Authors: Bart Van Laer / Ulrike Kapp / Montserrat Soler-Lopez / Kaja Moczulska / Svante Pääbo / Gordon Leonard / Christoph Mueller-Dieckmann /
Abstract: The availability of genomic data from extinct homini such as Neanderthals has caused a revolution in palaeontology allowing the identification of modern human-specific protein substitutions. ...The availability of genomic data from extinct homini such as Neanderthals has caused a revolution in palaeontology allowing the identification of modern human-specific protein substitutions. Currently, little is known as to how these substitutions alter the proteins on a molecular level. Here, we investigate adenylosuccinate lyase, a conserved enzyme involved in purine metabolism for which several substitutions in the modern human protein (hADSL) have been described to affect intelligence and behaviour. During evolution, modern humans acquired a specific substitution (Ala429Val) in ADSL distinguishing it from the ancestral variant present in Neanderthals (nADSL).
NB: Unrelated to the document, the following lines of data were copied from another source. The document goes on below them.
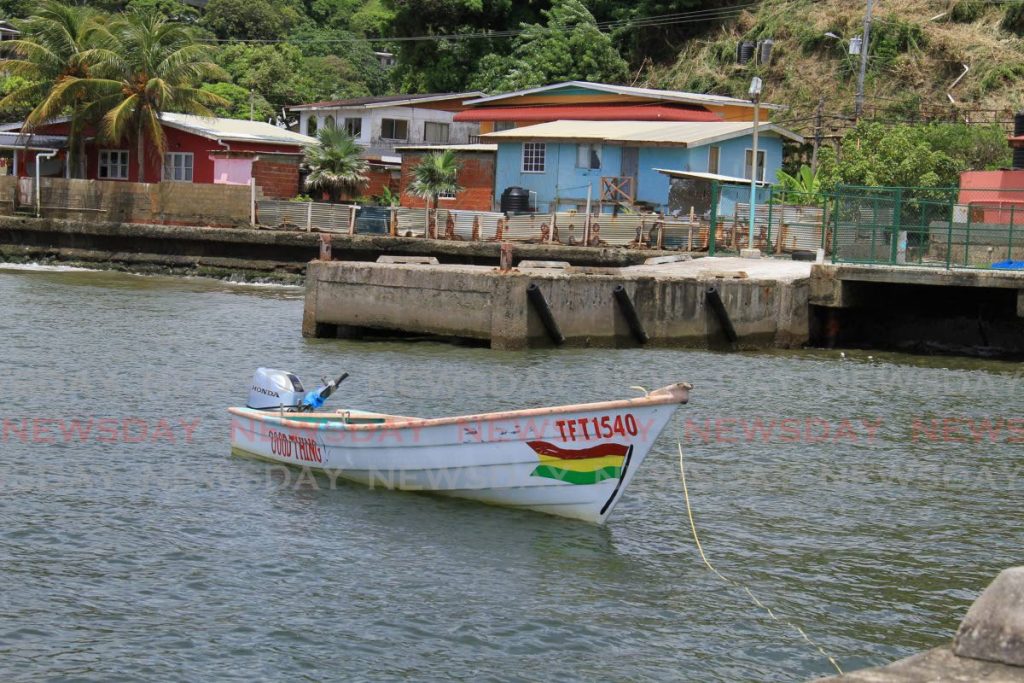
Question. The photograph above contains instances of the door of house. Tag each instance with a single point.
(631, 162)
(26, 191)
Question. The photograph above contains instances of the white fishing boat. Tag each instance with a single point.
(570, 461)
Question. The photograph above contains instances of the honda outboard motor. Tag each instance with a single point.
(276, 389)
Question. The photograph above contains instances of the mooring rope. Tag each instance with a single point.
(696, 540)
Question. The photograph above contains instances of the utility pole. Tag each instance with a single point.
(818, 124)
(755, 93)
(863, 59)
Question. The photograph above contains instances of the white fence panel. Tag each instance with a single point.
(526, 227)
(412, 220)
(464, 223)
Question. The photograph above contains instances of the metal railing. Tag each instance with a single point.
(942, 227)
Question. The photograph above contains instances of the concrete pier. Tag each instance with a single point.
(766, 302)
(988, 646)
(247, 251)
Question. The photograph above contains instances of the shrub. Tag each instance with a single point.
(1013, 18)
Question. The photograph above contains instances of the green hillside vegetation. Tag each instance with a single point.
(268, 54)
(918, 50)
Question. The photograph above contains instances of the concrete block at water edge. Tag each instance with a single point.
(558, 265)
(993, 628)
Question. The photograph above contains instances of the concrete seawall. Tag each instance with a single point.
(766, 302)
(247, 251)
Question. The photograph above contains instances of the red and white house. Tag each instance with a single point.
(198, 150)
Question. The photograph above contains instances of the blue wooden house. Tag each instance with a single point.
(616, 162)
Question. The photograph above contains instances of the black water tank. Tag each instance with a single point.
(1019, 130)
(515, 200)
(744, 51)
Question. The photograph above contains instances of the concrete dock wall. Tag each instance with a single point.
(220, 252)
(919, 309)
(474, 302)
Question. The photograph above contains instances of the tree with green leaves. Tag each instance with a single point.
(174, 10)
(335, 165)
(568, 46)
(436, 174)
(443, 65)
(249, 19)
(803, 186)
(922, 156)
(152, 66)
(240, 103)
(56, 52)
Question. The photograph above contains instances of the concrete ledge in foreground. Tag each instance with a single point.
(988, 647)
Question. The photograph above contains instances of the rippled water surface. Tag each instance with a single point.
(865, 499)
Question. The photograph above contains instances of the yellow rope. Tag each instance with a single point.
(696, 540)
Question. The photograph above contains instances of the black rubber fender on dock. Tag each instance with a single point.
(536, 298)
(715, 301)
(630, 313)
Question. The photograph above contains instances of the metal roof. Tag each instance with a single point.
(476, 146)
(644, 112)
(388, 100)
(17, 140)
(635, 132)
(698, 175)
(671, 95)
(236, 130)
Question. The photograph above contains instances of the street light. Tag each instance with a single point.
(755, 93)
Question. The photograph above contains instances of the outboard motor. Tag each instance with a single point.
(276, 389)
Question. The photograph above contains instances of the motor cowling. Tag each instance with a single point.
(275, 389)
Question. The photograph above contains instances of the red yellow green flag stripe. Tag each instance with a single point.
(581, 466)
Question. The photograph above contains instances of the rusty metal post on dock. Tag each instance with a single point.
(325, 247)
(505, 257)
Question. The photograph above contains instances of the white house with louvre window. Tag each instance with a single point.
(381, 124)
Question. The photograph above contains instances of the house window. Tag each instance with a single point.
(761, 165)
(713, 154)
(394, 129)
(435, 132)
(532, 157)
(178, 166)
(114, 164)
(589, 156)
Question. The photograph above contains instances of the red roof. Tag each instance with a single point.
(589, 113)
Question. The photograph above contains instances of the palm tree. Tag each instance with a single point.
(57, 48)
(436, 174)
(335, 165)
(146, 66)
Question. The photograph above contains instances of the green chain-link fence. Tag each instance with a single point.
(926, 226)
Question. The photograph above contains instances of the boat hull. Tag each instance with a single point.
(573, 461)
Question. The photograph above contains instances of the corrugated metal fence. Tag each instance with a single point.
(779, 227)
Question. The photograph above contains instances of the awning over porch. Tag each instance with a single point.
(699, 175)
(32, 141)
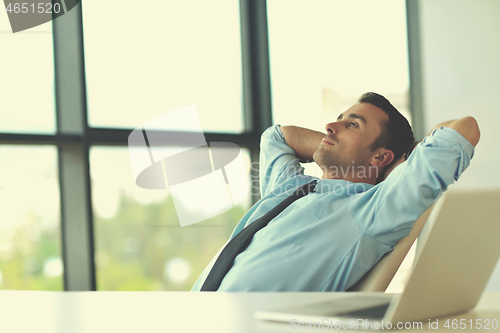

We show here that despite this conservative substitution being solvent exposed and located distant from the active site, there is a difference in thermal stability, but not enzymology or ligand binding between nADSL and hADSL. Substitutions near residue 429 which do not profoundly affect enzymology were previously reported to cause neurological symptoms in humans. This study also reveals that ADSL undergoes conformational changes during catalysis which, together with the crystal structure of a hitherto undetermined product bound conformation, explains the molecular origin of disease for several modern human ADSL mutants.
Contact author
  • Bart Van Laer (ESRF, European Synchrotron Radiation Facility, Grenoble, France)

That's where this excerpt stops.